Given a list of integers, return the $k^{th}$ largest element in the array.

Examples

Some test cases to verify our solution.

assert(kth_largest([1, 2, 5, 6, 3, 4], 2) == 5)
assert(kth_largest([1, 2, 5, 6, 3, 4], 1) == 6)

Solution

We use a min heap to track the $k$ largest elements. We iterate over the entire array to look at all elements. Then we simply return the lowest element in the min heap. 

def kth_largest(nums: list[int], k: int) -> int:
    min_heap = nums[:k]
    heapq.heapify(min_heap)
    for n in nums[k:]:
        if n > min_heap[0]:
            heapq.heappop(min_heap)
            heapq.heappush(min_heap, n)
    return min_heap[0]

Complexity

Let $n =$ len(nums).

Then runtime complexity should be $\Theta(k + (n - k) \cdot log(k)) = \Theta(k + n \cdot log(k) - k \cdot log(k))$.

Auxiliary space complexity should be $\Theta(k)$ since we're making a copy of the first $k$ items as the min-heap.

Destructive Unoptimized Solution

We can convert the entire input array into a min heap and then pop off the first $n-k$ elements to get the $k^{th}$ largest element. This implementation is also destructive of the input array. 

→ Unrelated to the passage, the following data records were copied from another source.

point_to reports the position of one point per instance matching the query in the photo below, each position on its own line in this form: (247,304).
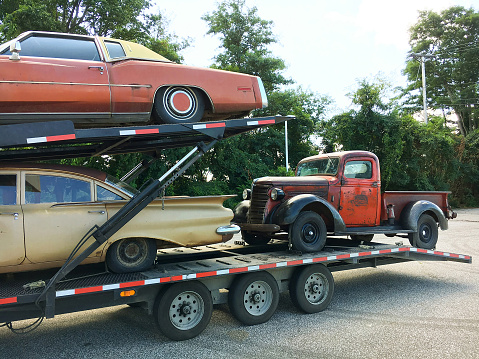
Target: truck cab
(338,193)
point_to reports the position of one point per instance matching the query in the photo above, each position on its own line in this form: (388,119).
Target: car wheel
(177,105)
(427,233)
(253,298)
(183,310)
(254,239)
(362,237)
(308,232)
(311,288)
(131,255)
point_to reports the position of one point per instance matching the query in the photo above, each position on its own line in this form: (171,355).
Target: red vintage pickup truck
(338,193)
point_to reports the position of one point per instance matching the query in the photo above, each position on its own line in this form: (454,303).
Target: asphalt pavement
(407,310)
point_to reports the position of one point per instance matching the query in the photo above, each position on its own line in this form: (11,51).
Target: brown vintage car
(46,209)
(96,81)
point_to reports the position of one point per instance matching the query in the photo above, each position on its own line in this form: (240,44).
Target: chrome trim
(231,229)
(264,98)
(70,83)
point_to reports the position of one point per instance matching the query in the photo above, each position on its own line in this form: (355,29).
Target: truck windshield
(324,166)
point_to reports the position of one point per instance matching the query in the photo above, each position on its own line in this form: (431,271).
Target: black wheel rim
(180,102)
(425,233)
(310,233)
(316,288)
(132,252)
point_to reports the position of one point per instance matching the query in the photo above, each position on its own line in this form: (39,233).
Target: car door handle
(99,68)
(14,214)
(101,212)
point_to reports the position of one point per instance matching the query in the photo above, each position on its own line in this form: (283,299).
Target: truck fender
(413,210)
(287,212)
(241,212)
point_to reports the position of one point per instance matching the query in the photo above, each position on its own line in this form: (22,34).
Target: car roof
(132,49)
(76,170)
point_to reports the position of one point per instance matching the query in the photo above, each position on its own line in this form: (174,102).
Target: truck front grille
(259,197)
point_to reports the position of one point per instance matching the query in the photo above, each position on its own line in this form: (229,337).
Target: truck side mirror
(15,48)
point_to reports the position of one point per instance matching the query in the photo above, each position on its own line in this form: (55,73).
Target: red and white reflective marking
(32,140)
(209,125)
(144,131)
(261,122)
(253,268)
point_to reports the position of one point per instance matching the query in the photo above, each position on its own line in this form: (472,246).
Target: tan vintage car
(45,210)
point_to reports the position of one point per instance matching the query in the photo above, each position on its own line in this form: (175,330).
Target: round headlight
(276,194)
(247,194)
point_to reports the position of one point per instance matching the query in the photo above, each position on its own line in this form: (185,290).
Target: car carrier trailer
(180,290)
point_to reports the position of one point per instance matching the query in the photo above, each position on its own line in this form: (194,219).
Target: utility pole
(286,143)
(422,58)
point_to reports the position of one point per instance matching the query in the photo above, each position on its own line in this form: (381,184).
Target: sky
(327,45)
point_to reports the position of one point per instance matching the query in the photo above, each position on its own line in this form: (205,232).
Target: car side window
(8,190)
(55,189)
(114,49)
(102,194)
(358,169)
(59,47)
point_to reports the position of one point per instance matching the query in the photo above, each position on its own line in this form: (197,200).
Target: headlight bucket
(276,194)
(247,194)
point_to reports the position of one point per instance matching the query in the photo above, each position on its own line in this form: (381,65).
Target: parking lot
(407,310)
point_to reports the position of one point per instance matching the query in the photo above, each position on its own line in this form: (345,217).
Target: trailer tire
(254,239)
(167,110)
(131,255)
(311,288)
(253,298)
(183,310)
(427,233)
(308,232)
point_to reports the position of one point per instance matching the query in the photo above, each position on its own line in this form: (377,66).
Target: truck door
(12,243)
(359,193)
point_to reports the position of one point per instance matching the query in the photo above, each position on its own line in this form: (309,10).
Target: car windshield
(121,186)
(324,166)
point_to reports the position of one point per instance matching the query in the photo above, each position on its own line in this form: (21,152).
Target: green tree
(244,42)
(452,74)
(373,127)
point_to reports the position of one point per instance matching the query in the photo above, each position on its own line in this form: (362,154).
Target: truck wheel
(308,232)
(253,298)
(362,237)
(311,288)
(177,105)
(183,310)
(254,239)
(427,233)
(131,255)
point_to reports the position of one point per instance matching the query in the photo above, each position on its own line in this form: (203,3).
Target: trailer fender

def kth_largest(nums: list[int], k: int) -> int:
    heapq.heapify(nums)
    for _ in range(len(nums) - k):
        heapq.heappop(nums)
    return nums[0]

Destructive Unoptimized Solution Complexity

Let $n = $ len(nums).

Runtime complexity should be $\Theta(n + (n - k) \cdot log(n)) = \Theta(n + n \cdot log(n) - k \cdot log(n))$.

Auxiliary space complexity should be $\Theta(1)$ since we are consuming the input array.

Solution

Alternatively, we can create a max heap and pop the first $k$ elements to get the $k^{th}$ largest element.

While it's possible to just invert each value during heap constructions followed by inverting the value again prior to returning, we can also use the hidden _heapify_max and _heappop_max functions in the heapq library to implement a max heap. 

def kth_largest_max_heap(nums: list[int], k: int) -> int:
    heapq._heapify_max(nums)
    for _ in range(k - 1):
        heapq._heappop_max(nums)
    return nums[0]

Destructive Solution Complexity

Let $n = $ len(nums).

Runtime complexity should be $\Theta(n + k \cdot log(n))$.

Auxiliary space complexity should be $\Theta(1)$ since we're consuming the input array.